Decorative, functional and highly symbolic, the Bridge of Aspiration by WIlkinson Eyre Architects links the Royal Ballet School to the Royal Opera House. It’s literally the access point for ballerinas to enter the Opera House for a performance. It’s made of ‘a concertina of 23 square portals with glazed intervals’ rotating in sequence to skew in alignment, performing an appropriately graceful quarter-turn along the length of the bridge.

Petronas Twin Towers Skybridge, Malaysia


Twin skyscrapers in Kuala Lumpur, Malaysia which were the tallest buildings in the world from 1998 to 2004 are linked by a double-decker skybridge on the 41st and 42nd floors, the highest 2-story bridge in the world. Interestingly, this skybridge isn’t attached to the main structure, but is rather designed to slide in and out of the towers to keep it from breaking. It offers visitors views of the city, and also functions as a safety devices, so tenants can evacuate from one tower into the other.

The Skybridges of New York City


Not all skybridges are built on a grand scale; New York City is full of small ones, including historic structures in Art Deco style. You just have to look up. The blog Untapped Cities has catalogued and photographed many of them, from the more modern painted ones of downtown Brooklyn to small bridges linking buildings over the city’s alleyways.

Fractal-Based Sky Habitat, Singapore


A stunning ‘sky habitat’ for Singapore by Safdie Architects will offer a swimmable skybridge on the 38th and final story between two high-density housing towers. The terraced towers offer private outdoor spaces as well as additional, lower skybridges with shared green space.

Kingdom Centre Skybridge, Saudi Arabia


The 99-story Kingdom Center is the second-tallest skyscraper in Saudi Arabia, featuring the Four Seasons Hotel Riyadh and high-end apartments as well as a 184-foot-skybridge at the very top. The steel structure weighs about 300 tons and is 918 meters (3,011 feet) above sea level, looking out over the city.

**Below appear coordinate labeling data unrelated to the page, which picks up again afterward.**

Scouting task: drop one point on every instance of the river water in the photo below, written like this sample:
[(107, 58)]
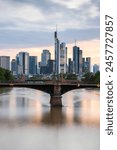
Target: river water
[(27, 122)]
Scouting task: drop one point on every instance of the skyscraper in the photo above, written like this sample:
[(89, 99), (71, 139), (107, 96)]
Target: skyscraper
[(80, 62), (57, 54), (33, 65), (45, 56), (23, 63), (86, 64), (76, 59), (95, 68), (14, 67), (63, 58), (70, 66), (5, 62)]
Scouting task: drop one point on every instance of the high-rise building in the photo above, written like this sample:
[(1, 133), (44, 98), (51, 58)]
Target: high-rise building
[(33, 65), (51, 66), (23, 63), (5, 62), (70, 66), (57, 54), (80, 62), (14, 67), (76, 59), (63, 58), (95, 68), (86, 64), (45, 56)]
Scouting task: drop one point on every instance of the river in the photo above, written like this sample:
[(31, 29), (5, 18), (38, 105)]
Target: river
[(27, 122)]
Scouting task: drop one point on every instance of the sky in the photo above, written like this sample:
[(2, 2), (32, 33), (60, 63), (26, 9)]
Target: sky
[(29, 25)]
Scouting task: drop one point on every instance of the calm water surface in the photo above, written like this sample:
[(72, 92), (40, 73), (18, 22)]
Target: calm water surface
[(27, 122)]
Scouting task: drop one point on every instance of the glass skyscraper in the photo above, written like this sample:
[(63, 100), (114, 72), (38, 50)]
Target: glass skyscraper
[(5, 62), (63, 58), (23, 63), (33, 65)]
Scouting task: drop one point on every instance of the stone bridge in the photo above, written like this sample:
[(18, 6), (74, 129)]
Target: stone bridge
[(56, 88)]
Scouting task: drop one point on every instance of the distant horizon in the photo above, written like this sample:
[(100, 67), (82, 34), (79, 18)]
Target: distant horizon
[(30, 25)]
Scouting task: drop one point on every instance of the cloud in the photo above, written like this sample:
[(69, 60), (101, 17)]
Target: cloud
[(32, 22)]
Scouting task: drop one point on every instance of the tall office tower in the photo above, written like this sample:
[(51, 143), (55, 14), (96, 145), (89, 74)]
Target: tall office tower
[(51, 66), (14, 67), (57, 54), (86, 64), (70, 66), (33, 65), (5, 62), (80, 62), (76, 59), (45, 56), (95, 68), (23, 63), (63, 58)]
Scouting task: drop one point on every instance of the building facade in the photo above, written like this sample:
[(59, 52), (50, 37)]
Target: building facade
[(5, 62), (23, 63), (86, 64), (76, 59), (57, 54), (14, 67), (45, 56), (63, 58), (95, 68), (33, 65)]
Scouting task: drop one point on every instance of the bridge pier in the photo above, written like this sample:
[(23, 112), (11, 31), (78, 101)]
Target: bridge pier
[(56, 100), (55, 96)]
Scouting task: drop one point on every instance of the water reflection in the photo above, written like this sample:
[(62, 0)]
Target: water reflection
[(28, 122), (79, 108)]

Elevated Circular Pedestrian Bridge, China


The Lujiazui Pedestrian Bridge elevates foot traffic above the chaos of a busy intersection in the Pudong district of Shanghai, China. While it’s only elevated 20 feet over the street, it provides a safe and leisurely route and a spot from which to enjoy various views of the immediate surroundings.

Davenport Skybridge, Iowa


A pedestrian cable-stayed bridge spans a busy road in downtown Davenport, Iowa, connecting a park and a casino to a courtyard and parking ramp. 50 feet tall and 575 feet long, the bridge serves as an observation deck with a view of the Mississippi River, the Centennial Bridge, and the Davenport Levee, which hosts festivals during the warmer months. It’s outfitted with kaleidoscope lighting including 228 LED fixtures and 8,036 individual lights capable of displaying various patterns.

The Sky Table, Russia


This concept serves as a sort of bridge to nowhere, an elevated structure soaring above the shorter city blocks on four colossal columns. It’s largely self-sustaining, including a recycling plant, solar panels and wind turbines as well as gardens. Though it would certainly cast some serious shadows on street life below, the idea is that it could be built above areas that are no longer suitable for inhabitation.

Skyscraper Bridge to Unify the Korean Peninsula


Could a building like this help reconnect the two Koreas? A skyscraper-bridge envisioned by Korean architects Kim Sehyeon, Lee jung Boram and Choung Yongsu aims to provide a link over the Demilitarized Zone of the Korean Peninsula, a 2.5-mile-wide buffer that has become one of the world’s most pristine ecological environments over the 50 years since it was established. The skybridge would contribute to a reconciliation dialogue and be filled with research labs, offices and meeting halls.